Surfer Gabriela Aoun is becoming increasingly concerned about the impact of climate change on the ocean. In a recent article for Men’s Journal, Aoun notes that “without electric vehicles, America’s obsession with driving will continue to have catastrophic consequences for the climate.”

Why does this hit home for surfers? According to Aoun, “Since the rise of the combustion engine, surfers, like many outdoor adventurers, have had a self-defeating reliance on fossil fuels—where chasing swell can contribute to the destruction of the natural playground on which we depend. If you’re not reaching waves by foot or bike, you’re probably doing so by car or plane, emitting greenhouse gases that are steadily ruining everything we love about the ocean.”

“Greenhouse gases emitted from cars and planes are being absorbed by the marine environment, making the ocean more acidic,” explains Pete Stauffer, environmental director at the Surfrider Foundation. “This change to ocean chemistry threatens the survival of a variety of marine species including corals, crabs and plankton. Climate change is also making the ocean warmer, causing sea level rise and the loss of beaches and surf breaks around the world.”

“If surfers want to preserve the viability and purity of the waves they ride, they’ll have to mitigate this impact, and quickly. Electric vehicles can play a crucial part, by eliminating tailpipe emissions,” writes Aoun. “As surfers, our way of life is at particular risk, since global warming and pollution will destroy the ocean as we currently know it.”

And, “with an estimated 2.3 million surfers over the age of 18 in the country today, and based on 2011 data on how often and how far surfers drive to the ocean, American surfers might be driving as many as 4.5 billion collective miles a year to ride waves. That equates to about 2 million metric tons of CO2 released into the atmosphere.”

Above: At one point, Tesla even decided to sell their own limited edition surfboard (YouTube: InteriorPH)

Okay, so EVs definitely make sense for surfers. But what about the hours of long road trip adventures to exotic, far-away beaches? Aoun says, “Admittedly, Tesla makes it especially easy to drive an EV long distances, since you can depend on the company’s own charging infrastructure, which is well maintained and strategically mapped out. When driving other EVs, I’ve had to rely on third-party charging stations, which all too often are broken or full.”

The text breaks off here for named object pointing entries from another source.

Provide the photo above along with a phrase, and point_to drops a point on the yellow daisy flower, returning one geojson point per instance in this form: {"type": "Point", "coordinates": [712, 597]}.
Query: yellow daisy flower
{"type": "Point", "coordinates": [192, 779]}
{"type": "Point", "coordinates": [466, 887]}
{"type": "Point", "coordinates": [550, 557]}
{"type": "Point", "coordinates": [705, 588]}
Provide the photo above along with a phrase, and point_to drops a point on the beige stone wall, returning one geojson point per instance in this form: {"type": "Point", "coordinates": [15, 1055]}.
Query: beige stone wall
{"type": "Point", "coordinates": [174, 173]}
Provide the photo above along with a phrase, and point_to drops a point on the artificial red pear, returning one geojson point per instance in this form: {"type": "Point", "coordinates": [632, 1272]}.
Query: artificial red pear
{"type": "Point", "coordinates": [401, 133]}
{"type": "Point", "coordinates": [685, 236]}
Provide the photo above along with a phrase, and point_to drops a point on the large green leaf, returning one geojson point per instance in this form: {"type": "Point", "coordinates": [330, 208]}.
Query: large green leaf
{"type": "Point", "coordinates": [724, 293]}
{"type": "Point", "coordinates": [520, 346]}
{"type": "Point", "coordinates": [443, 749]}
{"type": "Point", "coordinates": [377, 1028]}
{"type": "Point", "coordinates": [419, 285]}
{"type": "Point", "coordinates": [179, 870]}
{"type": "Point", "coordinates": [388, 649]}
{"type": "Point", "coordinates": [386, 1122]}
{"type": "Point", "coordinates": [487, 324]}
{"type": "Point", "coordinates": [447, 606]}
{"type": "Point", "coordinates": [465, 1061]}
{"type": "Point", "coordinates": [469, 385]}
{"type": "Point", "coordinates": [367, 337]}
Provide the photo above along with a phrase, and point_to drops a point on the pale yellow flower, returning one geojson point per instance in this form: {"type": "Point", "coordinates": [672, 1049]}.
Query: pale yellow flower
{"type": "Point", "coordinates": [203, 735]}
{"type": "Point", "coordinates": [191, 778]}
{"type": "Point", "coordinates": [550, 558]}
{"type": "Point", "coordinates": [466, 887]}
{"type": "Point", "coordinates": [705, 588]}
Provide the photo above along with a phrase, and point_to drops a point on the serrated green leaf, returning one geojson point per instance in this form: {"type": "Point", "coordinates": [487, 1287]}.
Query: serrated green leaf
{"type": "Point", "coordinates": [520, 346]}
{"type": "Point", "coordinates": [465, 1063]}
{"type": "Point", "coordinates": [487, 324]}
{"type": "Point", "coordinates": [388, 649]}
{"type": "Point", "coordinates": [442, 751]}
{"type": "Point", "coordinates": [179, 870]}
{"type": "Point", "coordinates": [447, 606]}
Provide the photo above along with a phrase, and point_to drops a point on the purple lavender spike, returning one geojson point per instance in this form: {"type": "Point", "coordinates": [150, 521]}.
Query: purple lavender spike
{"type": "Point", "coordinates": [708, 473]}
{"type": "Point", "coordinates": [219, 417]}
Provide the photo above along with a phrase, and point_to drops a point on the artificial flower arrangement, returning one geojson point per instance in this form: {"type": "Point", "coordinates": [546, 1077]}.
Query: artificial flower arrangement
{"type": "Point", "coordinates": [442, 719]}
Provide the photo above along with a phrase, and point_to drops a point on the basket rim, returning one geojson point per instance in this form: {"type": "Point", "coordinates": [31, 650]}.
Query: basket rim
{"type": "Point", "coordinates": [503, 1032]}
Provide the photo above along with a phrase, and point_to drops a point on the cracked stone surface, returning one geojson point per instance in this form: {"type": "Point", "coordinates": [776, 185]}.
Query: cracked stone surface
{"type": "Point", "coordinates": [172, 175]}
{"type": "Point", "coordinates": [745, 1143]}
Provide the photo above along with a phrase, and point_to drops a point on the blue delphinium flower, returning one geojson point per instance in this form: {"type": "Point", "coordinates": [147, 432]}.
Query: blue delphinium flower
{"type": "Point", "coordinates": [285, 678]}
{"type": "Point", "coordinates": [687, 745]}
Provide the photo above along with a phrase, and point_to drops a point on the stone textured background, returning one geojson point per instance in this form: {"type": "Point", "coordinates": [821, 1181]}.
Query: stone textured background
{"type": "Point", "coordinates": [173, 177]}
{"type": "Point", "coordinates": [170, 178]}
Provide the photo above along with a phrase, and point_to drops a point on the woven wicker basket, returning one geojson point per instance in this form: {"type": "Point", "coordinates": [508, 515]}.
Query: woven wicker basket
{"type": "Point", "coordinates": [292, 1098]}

She adds, “Tesla’s ‘Supercharger’ stations will charge your car halfway in about 15 minutes, and up to 80 percent in about half an hour. I thought the adjustment from filling a gas tank in a couple minutes to charging a battery for as much as an hour would be difficult, but I quickly fell into a routine of strategically timing charging sessions to coincide with coffee breaks or grocery runs.”

“When I first drove the [Tesla], I was skeptical of its surf-trip compatibility,” says Aoun. “But some of those over-the-top features actually come in handy on a road trip. For instance, ‘Dog mode’ allows you to turn off, lock and leave your car with your pet inside, and to set climate controls from your cellphone to keep them comfortable while you’re buying more firewood or checking the waves.” 

And, of course, it’s not all about long-distance road trips for surfers. Auon admits, “more often than not, the average surfer isn’t on some off-grid strike mission—they’re rushing to the beach to squeeze in a session before taking their kids to school, or grabbing a couple waves as the sun sets after work.”

In the end, Aoun says of her Tesla experience, “I grew to love the convenience of not carrying a key, and I may or may not have indulged in the ‘Caraoke’ app while sitting in traffic, but what I loved most about driving this car across California was the deep satisfaction of knowing that traveling hundreds of miles was having a significantly lesser impact on the natural environment I set out to enjoy.”